Seeds to the Wind (The Medicean Stars Saga Book 2)
Page 13
The general pauses, watching the crew working. To his trained eye they appear sullen and untrained, but most notably they all appear exceptionally young. Their guide notices that they’ve fallen behind and turns back to see why.
“Gentlemen, you need not worry about them, they’re just a work crew clearing up after a storm we had a couple of days ago.”
“They look rather young. I’m surprised they were able to volunteer for this program. The Junior Space Corps was founded to help young people learn some skills before heading to university, right?” General Long asks as he watches them slowly fill wheelbarrows with debris and haul them off down the trench.

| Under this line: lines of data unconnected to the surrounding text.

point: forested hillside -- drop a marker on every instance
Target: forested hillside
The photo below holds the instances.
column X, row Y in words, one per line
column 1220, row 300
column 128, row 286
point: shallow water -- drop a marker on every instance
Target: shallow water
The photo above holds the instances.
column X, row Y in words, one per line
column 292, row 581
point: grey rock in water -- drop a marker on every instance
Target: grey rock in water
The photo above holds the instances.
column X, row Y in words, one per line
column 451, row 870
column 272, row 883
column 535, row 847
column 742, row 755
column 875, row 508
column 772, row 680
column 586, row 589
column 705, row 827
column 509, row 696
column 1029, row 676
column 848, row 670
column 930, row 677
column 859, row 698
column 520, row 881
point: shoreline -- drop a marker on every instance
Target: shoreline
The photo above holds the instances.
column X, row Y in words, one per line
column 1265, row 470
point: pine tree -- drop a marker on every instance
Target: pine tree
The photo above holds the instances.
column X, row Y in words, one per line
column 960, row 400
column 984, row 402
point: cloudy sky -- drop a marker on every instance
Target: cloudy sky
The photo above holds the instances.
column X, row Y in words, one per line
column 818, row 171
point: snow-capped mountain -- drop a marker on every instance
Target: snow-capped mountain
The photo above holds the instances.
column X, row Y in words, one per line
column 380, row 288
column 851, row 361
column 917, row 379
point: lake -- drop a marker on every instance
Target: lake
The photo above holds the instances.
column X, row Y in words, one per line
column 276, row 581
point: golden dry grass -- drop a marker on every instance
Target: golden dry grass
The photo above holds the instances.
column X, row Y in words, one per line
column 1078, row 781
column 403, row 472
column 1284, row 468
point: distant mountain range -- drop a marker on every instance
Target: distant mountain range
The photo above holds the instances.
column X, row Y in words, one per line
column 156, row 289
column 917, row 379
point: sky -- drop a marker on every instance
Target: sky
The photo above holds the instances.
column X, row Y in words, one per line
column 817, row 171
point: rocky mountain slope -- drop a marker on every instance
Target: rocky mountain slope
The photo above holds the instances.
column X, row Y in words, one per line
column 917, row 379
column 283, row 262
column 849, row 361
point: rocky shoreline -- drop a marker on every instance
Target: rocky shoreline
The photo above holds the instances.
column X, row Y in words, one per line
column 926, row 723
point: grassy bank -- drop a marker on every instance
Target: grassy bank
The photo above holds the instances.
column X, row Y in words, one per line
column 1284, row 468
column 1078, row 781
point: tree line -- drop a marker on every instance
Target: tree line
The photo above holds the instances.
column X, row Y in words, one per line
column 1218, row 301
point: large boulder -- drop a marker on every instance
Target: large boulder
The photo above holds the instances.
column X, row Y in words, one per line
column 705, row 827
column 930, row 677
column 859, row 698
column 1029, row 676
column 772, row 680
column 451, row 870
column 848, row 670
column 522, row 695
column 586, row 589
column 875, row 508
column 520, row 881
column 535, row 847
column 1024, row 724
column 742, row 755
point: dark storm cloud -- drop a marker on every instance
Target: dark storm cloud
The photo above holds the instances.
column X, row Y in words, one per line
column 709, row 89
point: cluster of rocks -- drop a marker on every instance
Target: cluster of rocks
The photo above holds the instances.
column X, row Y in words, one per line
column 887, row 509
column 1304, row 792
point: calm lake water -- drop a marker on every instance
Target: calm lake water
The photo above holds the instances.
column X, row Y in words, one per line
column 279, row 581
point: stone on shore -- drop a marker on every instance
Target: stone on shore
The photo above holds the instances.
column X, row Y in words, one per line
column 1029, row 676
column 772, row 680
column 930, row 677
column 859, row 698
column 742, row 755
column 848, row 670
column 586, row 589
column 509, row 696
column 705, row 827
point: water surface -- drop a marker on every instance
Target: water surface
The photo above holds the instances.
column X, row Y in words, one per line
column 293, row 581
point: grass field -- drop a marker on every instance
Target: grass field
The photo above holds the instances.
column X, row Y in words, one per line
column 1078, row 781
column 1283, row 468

“That is correct, sir. The majority of the recruits in the program are young adults who volunteered for service. In fact, the entire crews of the rockets are all volunteers as well. These poor souls, though, are all conscripted from various correctional facilities around the country. We’d only make hardened criminals work in these conditions. I don’t know the details, but I’ve heard that half of them are serving life sentences.”
Their guide may have heard rumors or been told this by his superior officers, but to Phillip Long the figures in the trench do not look like hardened criminals, only bedraggled and exhausted teenagers. He glances at his aide. The man’s face would appear stoic to a casual observer, but General Long has known him too long. Something in that trench has disturbed him, allowing a new doubt to take hold and start to simmer in a corner of his mind. They make eye contact for the second it takes the general to shake his head minutely as if to say: “Not here, not now, remember why we’re here. I am nothing more than a figurehead on a ship built to be scuttled.”
The guide politely clears his throat to regain his charges’ attention before leading them across the runway to a low building that seems to cower beneath the rockets. The building isn’t ugly, but it is clear that no one spent any time addressing more than the basics of functionality when designing it. It is a standard government-issue gray concrete box. Two stories of thick walls and sunken windows, the kind of building that should seem stout and invincible seems small and insignificant before the rockets as they begin to steam in the sun’s gathering strength.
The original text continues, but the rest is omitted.